En apenas un trimestre en la Casa Blanca, Obama, con algunas medidas positivas y aún más por su estilo dialogante y conciliador, le ha arrebatado a regímenes como los de Teherán y La Habana buena parte de su tradicional argumentario victimista, hipernacionalista y antiimperialista. El levantamiento de las restricciones a los cubanos para ir y venir entre la isla y Estados Unidos, al igual que para enviar y recibir dinero, es, por ejemplo, una buena medida.
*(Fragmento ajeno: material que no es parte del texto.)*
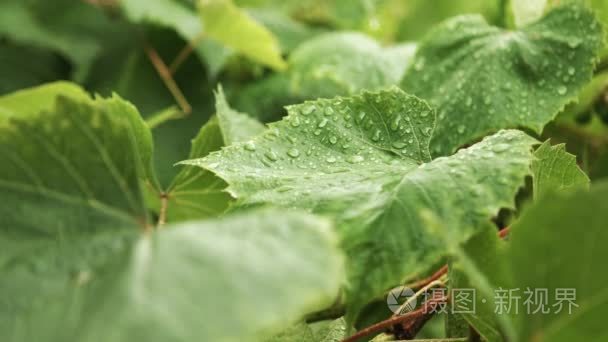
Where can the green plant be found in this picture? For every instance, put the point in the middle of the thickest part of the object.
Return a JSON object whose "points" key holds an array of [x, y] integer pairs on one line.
{"points": [[337, 175]]}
Buena para los sufridos cubanos del interior, buena para los opositores inteligentes al régimen de Castro y buena para la mejor fórmula para el futuro de la isla: una transición democrática «a la española», por decirlo de algún modo.
Ha estado, además, muy bien que esta iniciativa también fuera anunciada por la Casa Blanca en castellano, la segunda lengua estadounidense. Obama, un mestizo, sabe que el país que preside es mucho más complejo de lo que lo presenta la dominante visión de los WASP y que lo hispano es uno de sus componentes esenciales.
El mejor escenario sería que Obama terminara levantando totalmente el absurdo embargo a Cuba, que tanto ha hecho sufrir al pueblo de la isla, tanto ha desacreditado internacionalmente a Washington y tantos pretextos ha regalado al caudillismo castrista. La mayoría del pueblo norteamericano estaría a favor de una medida semejante, a tenor de las encuestas. Incluso la aplaudirían muchos jóvenes cubano-americanos ajenos a la caspa rencorosa y extremista del «mascanosismo» histórico.
Los años de Bush han sido, paradójicamente, buenos para América Latina. Le han permitido avanzar en su emancipación de la tutela política y hasta económica que Washington ejercía sobre todo lo situado al sur del Río Grande. Los años de Obama pueden ser los de la reconciliación y la cooperación en la igualdad y la fraternidad.
Para España todo esto son buenas noticias.